We present MemoryAgentBench, a new benchmark for evaluating memory capabilities, a core competency of large-scale language model (LLM) agents. Existing benchmarks fail to capture the interactive and multi-stage nature of memory agents and address all four core competencies (accurate retrieval, test-time learning, long-range comprehension, and selective forgetting). MemoryAgentBench simulates the incremental information processing characteristics of memory agents by transforming existing long-text context datasets and integrating newly constructed datasets into a multi-stage format. Through evaluations of various memory agents, we demonstrate that current methodologies fail to adequately capture all capabilities, highlighting the need for research into memory mechanisms.

Takeaways, Limitations

Takeaways:
A new benchmark is presented to evaluate the memory capacity of LLM agents.

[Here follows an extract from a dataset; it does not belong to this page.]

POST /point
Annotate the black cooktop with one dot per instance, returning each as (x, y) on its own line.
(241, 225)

Define four core capabilities of memory agents: accurate retrieval, test-time learning, long-range understanding, and selective forgetting.
Simulating the interactive properties of memory agents using multi-stage formats and novel dataset configurations.
Through evaluation of various memory agents, we identified the limitations of current technology and suggested the need for further research.
Limitations:
Lack of detailed information about the composition and characteristics of specific benchmark datasets.
Lack of detailed information about the type and settings of memory agents used in the evaluation.
Lack of generalizability and applicability of the proposed benchmark to other tasks.